Sunday, February 27, 2022

Behind the scenes: reporting, development of trees and more

 [#DuolingoForumGems originally posted on 2020-05-23 on the Duolingo Hungarian for English speakers forum by  ]

Behind the scenes: reporting, development of trees and more


Hi there!

If you are reading this post, you probably belong to the small minority of Duolingo users that contributors and other learners can access. This is amazing, you guys provide the most feedback to the courses while having a much better Duolingo experience thanks to all the knowledge that's available on the forum! There are things that you maybe haven't come across yet.
This post is meant for "naive" Duolingo users, like I was a couple of months ago, not quite knowing how Duolingo is programmed and what happens behind the scenes. Now that I have been a contributor for almost two months, I thought it would be good to share a couple of things that I learned from it. This includes to-do's, not-to-do's, general information about what you can expect in certain scenarios and of course my own personal opinion sometimes.

Reverse course

Something that may be unexpected is that a lot of resources are shared between the EN-HU and the HU-EN courses. This isn't a unique thing, just how Duolingo works. X for Y speakers and Y for X speakers always complement each other. This means you can't have the same sentence in both courses as distinct entries. The same way, you can't have the same words in both courses as separate entities either. If you change a common sentence, it will change for the other course as well. This is a huge constraint on acceptable translations and also part of the reason why hints are so problematic. Their reverse-translation is our translation and vice versa. This means certain translation issues can only be resolved with the help of the EN-HU team. (I find this design choice quite weird. It seems fairly obvious not the same people want to contribute to an English course and to a Hungarian course - it's also obvious these courses have very different needs.)


Duo's feedback on your solution ("Another correct solution", "You have a typo" etc.)

First of all, as far as I know, we don't have any control over the accent checker feature. With typos, it's a bit better - we can add new entries that we consider typos of a certain word - most of the time, it's Duo's magic, though. (That is, there are mistakes that Duo will always consider a "typo" and we can't override this decision to "plain wrong".)

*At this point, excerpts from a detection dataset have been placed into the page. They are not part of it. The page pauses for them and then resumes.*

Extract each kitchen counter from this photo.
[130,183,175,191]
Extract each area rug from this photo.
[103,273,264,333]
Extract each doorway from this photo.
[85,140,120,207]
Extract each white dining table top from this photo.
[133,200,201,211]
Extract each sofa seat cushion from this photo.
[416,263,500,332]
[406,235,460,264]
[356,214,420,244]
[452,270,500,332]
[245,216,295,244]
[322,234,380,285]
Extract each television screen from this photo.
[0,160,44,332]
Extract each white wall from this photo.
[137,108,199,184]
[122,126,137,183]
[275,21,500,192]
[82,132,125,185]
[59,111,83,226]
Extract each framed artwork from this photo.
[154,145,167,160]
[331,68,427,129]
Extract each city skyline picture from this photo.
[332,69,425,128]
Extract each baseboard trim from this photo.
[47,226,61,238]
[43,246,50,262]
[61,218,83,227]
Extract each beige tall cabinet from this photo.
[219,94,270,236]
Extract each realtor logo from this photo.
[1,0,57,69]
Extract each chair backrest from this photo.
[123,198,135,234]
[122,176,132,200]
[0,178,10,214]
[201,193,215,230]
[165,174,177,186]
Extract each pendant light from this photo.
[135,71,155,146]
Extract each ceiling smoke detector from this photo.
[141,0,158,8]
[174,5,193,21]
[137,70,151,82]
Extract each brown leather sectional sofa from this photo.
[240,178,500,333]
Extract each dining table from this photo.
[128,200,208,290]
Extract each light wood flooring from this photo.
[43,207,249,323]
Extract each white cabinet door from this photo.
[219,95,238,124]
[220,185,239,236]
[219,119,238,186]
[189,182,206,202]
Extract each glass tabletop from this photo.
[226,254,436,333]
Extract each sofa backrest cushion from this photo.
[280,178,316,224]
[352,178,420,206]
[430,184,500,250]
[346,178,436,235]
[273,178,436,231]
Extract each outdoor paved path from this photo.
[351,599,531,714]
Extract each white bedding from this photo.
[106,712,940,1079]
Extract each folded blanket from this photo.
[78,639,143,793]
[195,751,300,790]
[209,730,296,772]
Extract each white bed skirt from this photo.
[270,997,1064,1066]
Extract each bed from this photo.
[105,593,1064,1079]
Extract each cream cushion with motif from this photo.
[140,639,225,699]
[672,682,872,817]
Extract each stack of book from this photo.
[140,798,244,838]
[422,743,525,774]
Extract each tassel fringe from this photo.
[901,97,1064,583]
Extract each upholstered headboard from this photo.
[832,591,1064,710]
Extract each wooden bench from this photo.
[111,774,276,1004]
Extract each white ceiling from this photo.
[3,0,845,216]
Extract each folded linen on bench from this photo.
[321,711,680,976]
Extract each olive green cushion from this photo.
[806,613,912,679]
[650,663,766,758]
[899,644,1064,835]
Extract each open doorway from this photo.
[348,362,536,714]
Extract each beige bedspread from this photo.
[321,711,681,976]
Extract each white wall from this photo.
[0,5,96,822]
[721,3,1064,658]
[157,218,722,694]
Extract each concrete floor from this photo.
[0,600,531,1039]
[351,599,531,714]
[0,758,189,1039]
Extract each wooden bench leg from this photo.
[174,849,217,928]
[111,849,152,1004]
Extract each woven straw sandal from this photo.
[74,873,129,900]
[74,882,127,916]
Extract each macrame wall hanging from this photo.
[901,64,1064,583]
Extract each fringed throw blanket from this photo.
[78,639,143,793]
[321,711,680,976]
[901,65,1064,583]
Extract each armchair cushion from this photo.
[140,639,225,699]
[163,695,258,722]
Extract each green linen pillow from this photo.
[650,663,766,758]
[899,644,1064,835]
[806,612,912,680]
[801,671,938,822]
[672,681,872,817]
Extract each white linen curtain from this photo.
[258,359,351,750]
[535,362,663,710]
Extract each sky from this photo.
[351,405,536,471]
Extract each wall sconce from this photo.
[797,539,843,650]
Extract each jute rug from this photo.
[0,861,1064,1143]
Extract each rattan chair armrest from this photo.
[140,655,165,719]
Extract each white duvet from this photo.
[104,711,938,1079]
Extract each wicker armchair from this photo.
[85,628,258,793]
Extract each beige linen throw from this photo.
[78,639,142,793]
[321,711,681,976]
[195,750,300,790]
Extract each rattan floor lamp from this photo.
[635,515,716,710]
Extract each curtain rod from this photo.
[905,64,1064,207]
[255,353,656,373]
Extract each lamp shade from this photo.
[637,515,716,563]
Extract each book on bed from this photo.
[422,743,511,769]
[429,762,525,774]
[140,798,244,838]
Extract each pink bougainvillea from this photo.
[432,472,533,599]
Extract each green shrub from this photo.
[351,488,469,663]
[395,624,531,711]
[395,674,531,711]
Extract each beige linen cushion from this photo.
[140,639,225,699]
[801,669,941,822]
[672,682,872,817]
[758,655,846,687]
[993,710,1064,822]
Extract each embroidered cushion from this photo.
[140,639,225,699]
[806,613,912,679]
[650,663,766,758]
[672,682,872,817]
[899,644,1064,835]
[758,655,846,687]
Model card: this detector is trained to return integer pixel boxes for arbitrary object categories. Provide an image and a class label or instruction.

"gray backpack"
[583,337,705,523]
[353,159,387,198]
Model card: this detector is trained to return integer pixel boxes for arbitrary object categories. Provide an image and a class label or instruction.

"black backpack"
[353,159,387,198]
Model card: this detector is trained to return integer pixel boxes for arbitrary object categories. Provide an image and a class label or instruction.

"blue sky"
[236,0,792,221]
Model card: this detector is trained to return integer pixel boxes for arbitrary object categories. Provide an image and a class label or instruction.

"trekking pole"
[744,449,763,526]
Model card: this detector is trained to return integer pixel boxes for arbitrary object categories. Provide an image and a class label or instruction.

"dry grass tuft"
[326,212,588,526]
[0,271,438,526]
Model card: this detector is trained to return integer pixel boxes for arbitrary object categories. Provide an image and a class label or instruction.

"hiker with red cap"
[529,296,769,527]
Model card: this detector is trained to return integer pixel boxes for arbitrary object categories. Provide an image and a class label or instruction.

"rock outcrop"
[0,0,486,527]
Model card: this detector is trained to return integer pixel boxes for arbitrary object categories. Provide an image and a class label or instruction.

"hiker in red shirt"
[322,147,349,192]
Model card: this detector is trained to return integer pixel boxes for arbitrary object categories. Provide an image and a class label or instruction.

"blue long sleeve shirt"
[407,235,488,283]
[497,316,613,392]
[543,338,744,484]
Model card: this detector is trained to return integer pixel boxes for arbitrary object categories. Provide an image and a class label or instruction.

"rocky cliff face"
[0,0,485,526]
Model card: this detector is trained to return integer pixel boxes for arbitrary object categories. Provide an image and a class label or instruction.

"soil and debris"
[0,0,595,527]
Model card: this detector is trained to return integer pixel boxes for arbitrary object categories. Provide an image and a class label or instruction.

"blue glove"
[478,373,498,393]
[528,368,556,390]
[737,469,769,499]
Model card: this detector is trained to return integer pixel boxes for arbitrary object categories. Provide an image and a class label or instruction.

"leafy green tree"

I never really cared about the solutions Duolingo showed me as "another correct solution" but it seems to me there are people who care. Some people seem to think the solution Duolingo shows you as "another correct solution" is superior to your own solution - and even more people think that the translation that appears on the discussion page must be superior.

Now, let me introduce you to Duo's system of best translations and accepted translations. Contributors can create sentences and decide about its counterpart in the other language, used for reverse tasks (and, as now you know, possibly used in the reverse tree). This pair of sentences are supposed to be didactic - but it still doesn't mean they always are. They are just as good as the contributors' work overall. So, what about BTs and ATs? Well, the mentioned pair of sentences are always meant to be BTs when their counterpart is to translate. (As far as I know, there can be other BTs for the same excercise but most of the time, it's better to only keep one BT.) The importance of BTs is that they are shown to the user as "another correct solution" whenever they come up with a different solution. As the main principle, we can say only BTs are supposed to be shown to the user. Still, if someone gives a BT as their solution, it's possible that Duolingo will show an AT as "another correct solution". This is an odd behaviour it's good to be aware of.
So, what are ATs, after all? They are correct solutions that are supposedly less didactic than the BTs. Solutions that we don't aim to teach but they are valid nevertheless. Since ATs generally aren't meant to be shown to the user, they can be messy (wrong casing, no punctuation etc. - they shouldn't but it's completely up to the contributors' work) and they can contain stuff you don't have to know. The main purpose of ATs is to provide a better experience for users - you don't have to guess what the contributors had in mind if you have another valid translation. ATs are always accepted for a good reason, they have to be valid and they aren't necessarily inferior to the BT(s) - they can be too advanced to teach, less common or less didactic, let alone there is no guarantee the BTs were always chosen well.

Don't forget that contributors are volunteers with different experiences and technical skills and although they have the best intentions, they can make debatable design decisions and even mistakes. Now, that's why reporting exists. :)

Your feedback on the task, advice on translation & reporting

This part is mostly about what you guys can do when you don't just move on to the next exercise.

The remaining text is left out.